Jusqu’ici, tout va bien

Vu à Delémont dimanche dernier :

Chaque mois qui passe constitue un nouveau record de chaleur par rapport aux années précédentes. Quand l’isotherme du zéro degrés se situe à 5298 mètres comme c’est arrivé en Suisse l’an dernier, on se dit qu’il y a de quoi se faire du souci.

Les équilibres naturels sont compromis. Les incendies de forêt deviennent de plus en plus nombreux et difficiles à combattre. Ils libèrent des quantités inouïes de CO2 dans l’atmosphère, rendant dérisoires nos efforts pour limiter nos propres dépenses en CO2.

On entend dire que les microplastiques sont un problème, et on sait déjà que les voitures électriques en produiront davantage que les voitures thermiques, parce que leurs pneus s’usent plus rapidement.
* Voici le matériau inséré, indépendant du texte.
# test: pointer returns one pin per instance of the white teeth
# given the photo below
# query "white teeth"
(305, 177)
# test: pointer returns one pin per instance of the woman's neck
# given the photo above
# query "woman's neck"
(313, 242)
Dans de nombreux pays, les électeurs votent de plus en plus pour les partis d’extrême droite. Il semble y avoir une aspiration pour des gouvernements autoritaires, mais il est peu problable qu’ils apporteront des solutions efficaces pour relever les défis climatiques. Et je ne parle pas des guerres, en Ukraine, à Gaza, et dans de nombreux autres endroits, ni des famines, ni de la misère, ni de…, ni de…

On va dans le mur, clairement. Cela me rappelle une phrase culte dans La Haine de Matthieu Kassovitz : jusqu’ici tout va bien. L’important, ce n’est pas la chute, c’est l’atterrissage.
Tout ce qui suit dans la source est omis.